The global recession caused by the coronavirus pandemic led to a record 32 credit rating downgrades in 2020, according to ratings agency Fitch.
Progress in financial accountability in different countries can be seen at a glance and compared using a new international index.
The tripling in negative rating actions from 11 in 2019 came as global GDP contracted by 3.4%, the largest fall in the post-war period, the ratings agency said in a report.
Overall, only two nations reported credit rating upgrades last year, down from 13 the previous year, Fitch said.
The report said: “The consequent downgrade to upgrade ratio of 16 to 1 reflected the scale of downgrade activity, compared with the 0.8 to 1 recorded pre-pandemic.
“By comparison, the global financial crisis saw a ratio of 7 to 1 in 2009.”
The majority of downgrades (26) came from emerging markets last year, as nations struggled to manage increased debt levels resulting from Covid-19 support packages, Fitch said.
Six developed nations had their ratings downgraded last year including the UK, Canada and Italy, with the North American nation losing the top rated ‘AAA’ rating, Fitch said.
These downgrades the economic and public finance impact of the pandemic, including sharp rises in fiscal deficits, it said.
Of the 32 downgrades, 11 were multiple reductions to a nations credit rating, all in emerging markets, including South Africa, Sri Lanka and Oman, according to the agency.
The report said: “Sovereign credit profiles across all regions were impacted to varying degrees by both the direct implications of the pandemic in terms of government lockdowns and healthcare responses and the indirect effects, in terms of stimulus spending to support economies and protect jobs.”

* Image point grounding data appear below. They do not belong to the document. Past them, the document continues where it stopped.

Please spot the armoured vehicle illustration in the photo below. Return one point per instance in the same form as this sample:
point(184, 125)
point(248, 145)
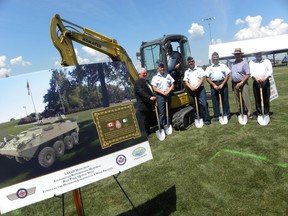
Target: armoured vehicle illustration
point(47, 141)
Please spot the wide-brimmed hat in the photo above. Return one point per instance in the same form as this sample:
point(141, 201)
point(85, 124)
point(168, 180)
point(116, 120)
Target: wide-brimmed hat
point(237, 50)
point(258, 51)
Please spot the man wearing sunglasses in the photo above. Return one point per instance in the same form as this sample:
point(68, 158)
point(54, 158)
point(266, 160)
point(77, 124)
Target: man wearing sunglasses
point(194, 78)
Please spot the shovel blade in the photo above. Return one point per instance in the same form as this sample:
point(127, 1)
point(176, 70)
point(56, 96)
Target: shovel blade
point(168, 129)
point(243, 119)
point(263, 120)
point(223, 120)
point(199, 123)
point(160, 134)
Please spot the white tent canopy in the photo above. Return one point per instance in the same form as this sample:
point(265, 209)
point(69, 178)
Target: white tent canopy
point(269, 45)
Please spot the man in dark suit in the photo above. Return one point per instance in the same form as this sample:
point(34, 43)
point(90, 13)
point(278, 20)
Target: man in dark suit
point(145, 99)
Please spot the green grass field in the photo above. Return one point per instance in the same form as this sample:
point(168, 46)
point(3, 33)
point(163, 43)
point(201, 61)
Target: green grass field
point(216, 170)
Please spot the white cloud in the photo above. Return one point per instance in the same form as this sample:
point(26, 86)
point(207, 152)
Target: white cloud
point(239, 22)
point(255, 30)
point(196, 31)
point(217, 41)
point(2, 61)
point(19, 61)
point(4, 70)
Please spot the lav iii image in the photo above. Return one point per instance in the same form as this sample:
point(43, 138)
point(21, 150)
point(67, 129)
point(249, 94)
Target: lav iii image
point(47, 141)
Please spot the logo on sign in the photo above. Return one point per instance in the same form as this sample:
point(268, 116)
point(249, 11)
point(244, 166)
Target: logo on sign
point(121, 160)
point(22, 193)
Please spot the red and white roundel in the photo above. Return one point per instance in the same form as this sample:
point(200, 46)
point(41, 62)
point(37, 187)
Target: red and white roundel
point(22, 193)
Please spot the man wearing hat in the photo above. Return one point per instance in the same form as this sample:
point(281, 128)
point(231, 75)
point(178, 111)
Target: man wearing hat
point(194, 78)
point(217, 75)
point(240, 74)
point(162, 84)
point(261, 70)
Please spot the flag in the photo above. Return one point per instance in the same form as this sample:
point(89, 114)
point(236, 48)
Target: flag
point(28, 87)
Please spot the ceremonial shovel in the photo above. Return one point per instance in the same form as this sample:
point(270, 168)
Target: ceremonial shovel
point(263, 119)
point(198, 121)
point(242, 119)
point(222, 119)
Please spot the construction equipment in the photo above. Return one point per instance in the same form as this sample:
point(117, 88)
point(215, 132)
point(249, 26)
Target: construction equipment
point(47, 141)
point(151, 53)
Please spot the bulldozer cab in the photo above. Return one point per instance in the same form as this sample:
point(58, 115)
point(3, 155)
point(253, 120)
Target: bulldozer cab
point(171, 50)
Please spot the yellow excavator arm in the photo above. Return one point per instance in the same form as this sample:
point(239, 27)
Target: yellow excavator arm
point(63, 38)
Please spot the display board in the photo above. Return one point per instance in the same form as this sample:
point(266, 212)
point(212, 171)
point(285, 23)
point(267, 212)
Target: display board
point(64, 128)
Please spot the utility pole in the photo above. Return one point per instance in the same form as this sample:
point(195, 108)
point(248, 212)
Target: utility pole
point(209, 20)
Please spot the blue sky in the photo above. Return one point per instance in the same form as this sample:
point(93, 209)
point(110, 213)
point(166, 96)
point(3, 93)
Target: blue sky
point(25, 44)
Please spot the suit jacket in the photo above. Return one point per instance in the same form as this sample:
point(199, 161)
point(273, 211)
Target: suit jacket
point(142, 94)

A record five nations defaulted last year, due to a combination of debt agreements and missed payments – all were rated low speculative grade at the beginning of the year with an average rating of ‘CCC’, Fitch said.
This included Argentina, which defaulted for the second successive year, as it missed interest payments on previous debt agreements, the report said.
The other nations to default in 2020 were Ecuador, Lebanon, Suriname and Zambia.